How much does it cost to hire a data scientist?
Hiring a data scientist can be expensive. Typically data scientist hourly rate ranges from $35 to $200 per hour. The average salary data scientist average salary in the US was $117,345, and the average salary of a data scientist in the UK was £100,000.
The data analyst consultant’s hourly rate ranges from $38 to $75. The average data analyst salary per hour is $ 51.
When should I hire a data scientist?
There are several reasons why you would benefit from hiring a data scientist,
- Monetize your data – Retail sites can use data to customize the product that is shown on the website to increase sales.

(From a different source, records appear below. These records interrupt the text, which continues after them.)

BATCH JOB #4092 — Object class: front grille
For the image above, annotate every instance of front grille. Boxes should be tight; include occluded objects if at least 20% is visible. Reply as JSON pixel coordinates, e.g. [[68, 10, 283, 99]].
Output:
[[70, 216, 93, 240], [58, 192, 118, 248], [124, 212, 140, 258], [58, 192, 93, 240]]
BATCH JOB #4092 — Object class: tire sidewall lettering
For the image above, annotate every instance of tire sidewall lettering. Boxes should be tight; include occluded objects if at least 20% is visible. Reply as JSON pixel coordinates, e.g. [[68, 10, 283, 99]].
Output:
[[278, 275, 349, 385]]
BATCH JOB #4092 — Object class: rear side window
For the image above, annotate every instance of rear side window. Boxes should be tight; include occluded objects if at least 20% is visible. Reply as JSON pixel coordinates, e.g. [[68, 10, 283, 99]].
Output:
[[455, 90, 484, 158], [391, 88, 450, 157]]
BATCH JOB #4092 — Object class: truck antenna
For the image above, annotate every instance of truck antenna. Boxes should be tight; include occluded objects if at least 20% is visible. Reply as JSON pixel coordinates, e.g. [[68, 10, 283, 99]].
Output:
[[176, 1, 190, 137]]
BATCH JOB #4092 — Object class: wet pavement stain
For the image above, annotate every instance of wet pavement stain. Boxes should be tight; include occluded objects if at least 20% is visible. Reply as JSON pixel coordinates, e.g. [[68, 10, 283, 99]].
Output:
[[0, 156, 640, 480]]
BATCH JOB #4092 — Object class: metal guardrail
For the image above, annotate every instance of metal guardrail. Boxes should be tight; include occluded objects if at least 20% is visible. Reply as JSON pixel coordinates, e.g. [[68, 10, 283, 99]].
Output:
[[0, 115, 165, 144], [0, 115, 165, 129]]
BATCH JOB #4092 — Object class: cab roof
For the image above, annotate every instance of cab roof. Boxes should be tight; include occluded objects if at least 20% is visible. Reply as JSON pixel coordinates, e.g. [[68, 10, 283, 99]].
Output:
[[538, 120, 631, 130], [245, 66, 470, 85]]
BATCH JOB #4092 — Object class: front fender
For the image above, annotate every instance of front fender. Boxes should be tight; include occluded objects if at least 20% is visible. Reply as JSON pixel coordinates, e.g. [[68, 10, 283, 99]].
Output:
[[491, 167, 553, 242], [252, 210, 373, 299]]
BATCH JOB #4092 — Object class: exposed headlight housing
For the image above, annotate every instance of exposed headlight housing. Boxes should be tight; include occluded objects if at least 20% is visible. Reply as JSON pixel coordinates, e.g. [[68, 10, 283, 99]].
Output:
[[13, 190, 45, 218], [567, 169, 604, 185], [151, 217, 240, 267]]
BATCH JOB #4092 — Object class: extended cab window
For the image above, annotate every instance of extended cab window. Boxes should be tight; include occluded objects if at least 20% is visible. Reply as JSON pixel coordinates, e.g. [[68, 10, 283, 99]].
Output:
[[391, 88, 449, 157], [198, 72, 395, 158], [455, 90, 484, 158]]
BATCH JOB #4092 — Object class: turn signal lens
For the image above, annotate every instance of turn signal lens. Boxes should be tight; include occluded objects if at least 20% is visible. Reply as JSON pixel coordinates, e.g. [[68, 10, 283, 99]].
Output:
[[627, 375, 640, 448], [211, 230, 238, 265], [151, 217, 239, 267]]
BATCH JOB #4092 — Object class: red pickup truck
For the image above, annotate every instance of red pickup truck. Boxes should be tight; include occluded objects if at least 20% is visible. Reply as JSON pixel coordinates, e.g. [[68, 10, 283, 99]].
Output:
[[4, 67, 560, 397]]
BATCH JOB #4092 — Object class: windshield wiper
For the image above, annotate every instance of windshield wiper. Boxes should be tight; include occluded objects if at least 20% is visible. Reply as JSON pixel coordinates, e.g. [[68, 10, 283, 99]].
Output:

- Mitigate the risk of your company – the data tasks allow you to analyze client patterns. They can notice changing customer trends. A data scientist can help you evaluate data from other businesses before you partner up with them.
- Gain a better understanding of your customers – Data scientists help you monitor changing customer preferences.
- Get assistance with business expansion – Data scientists will help you find new markets where you could expand.
- Improve forecasting – Data mining by using machine learning and neural network can help improve the predictions.
- Receive objective business decisions – Data is based on facts, data scientists help to present the facts and help you make objective decisions.